The board is great, GG, but determining what the REAL specs are is fairly difficult. If you can get the straight skinny about what a given board will actually do, ASUS is an extremely good manufacturer.

Another one I like a lot is DFI. I've had a couple of AMD-based Lanparty boards; they have the dumbest name ever, but excellent design and good support. I'd be happy to use them again if they had a board I wanted.

Tyan is great, too, in the super-premium market.

Seems like a lot of these MoBo's don't have a lot of PCI slots. In most cases, the bigger graphics cards will cover up one of the PCI slots, barely leaving you room to install an audio card and perhaps a TV tuner card.

Can the crew here recommend me a case (with good vents) and non-SLI mobo for a new system I'd like to build? I'll be getting the new Quad Core, with a single graphics card, so no need for SLI. Onboard Firewire port is a must. I'd like to use that Silverstone PSU Gameguru recommended. The front of the case doesn't need a door or a lock.

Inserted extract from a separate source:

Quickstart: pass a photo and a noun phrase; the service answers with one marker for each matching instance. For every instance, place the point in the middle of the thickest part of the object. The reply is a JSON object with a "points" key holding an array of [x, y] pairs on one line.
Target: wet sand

Some of the Gigabyte mobos look good, but no onboard firewire is disappointing.

Draco wrote:

Seems like a lot of these MoBo's don't have a lot of PCI slots. In most cases, the bigger graphics cards will cover up one of the PCI slots, barely leaving you room to install an audio card and perhaps a TV tuner card.

Can the crew here recommend me a case (with good vents) and non-SLI mobo for a new system I'd like to build? I'll be getting the new Quad Core, with a single graphics card, so no need for SLI. Onboard Firewire port is a must. I'd like to use that Silverstone PSU Gameguru recommended. The front of the case doesn't need a door or a lock.

Some of the Gigabyte mobos look good, but no onboard firewire is disappointing.

Mobo - Reviewed fairly well on newegg, non-SLI, PCI-e, and it's got 3 PCI slots, with a PCI-e x16 and a PCI-e x1.

Case1

Case2

Apparently there's issues with the PSUs, but if you're planning on replacing it, I don't suppose that it's much of an issue.

Placed an order for parts of a new PC recently, but instead of getting a core 2 duo as a processor, I got this. Did I make a mistake?